News from Panama / Tuesday, October 18th, 2016

money_laundering

A proposal has been made in Panama to make public all sanctions to be imposed on entities that violate the law on prevention of money laundering.

The proposal put forward by the National Committee Against Money Laundering, and Financing of Terrorism and the Proliferation of Weapons of Mass Destruction (CNBC), created in 2015 within the framework of the new law on prevention of money laundering, aims to “… ‘make the financial system more transparent, so that the public is aware of the work that is being done to prevent crime, that there is a moral punishment and that all citizens know who is breaking the rules, said Minister De La Guardia.

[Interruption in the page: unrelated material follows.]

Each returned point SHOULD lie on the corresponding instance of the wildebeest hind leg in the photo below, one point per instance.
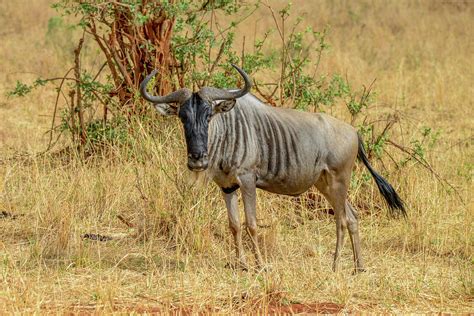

The Superintendency of the Securities Market has now published the sanctions to be imposed. The aim of the proposal is for the Superintendency of Banks of Panama, the Superintendency of Insurance and Reinsurance, the Administration of Supervision and Regulation of Non-Financial Subjects and the Panamanian Autonomous Cooperative Institute to do the same.

Prensa.com reports that “…Asked about the special inspections to be followed by the Superintendency of Banks for cases related to corruption, De La Guardia said when cases involve money laundering they should be made public. Increasing it to other sanctions, depends on the board of each regulator.”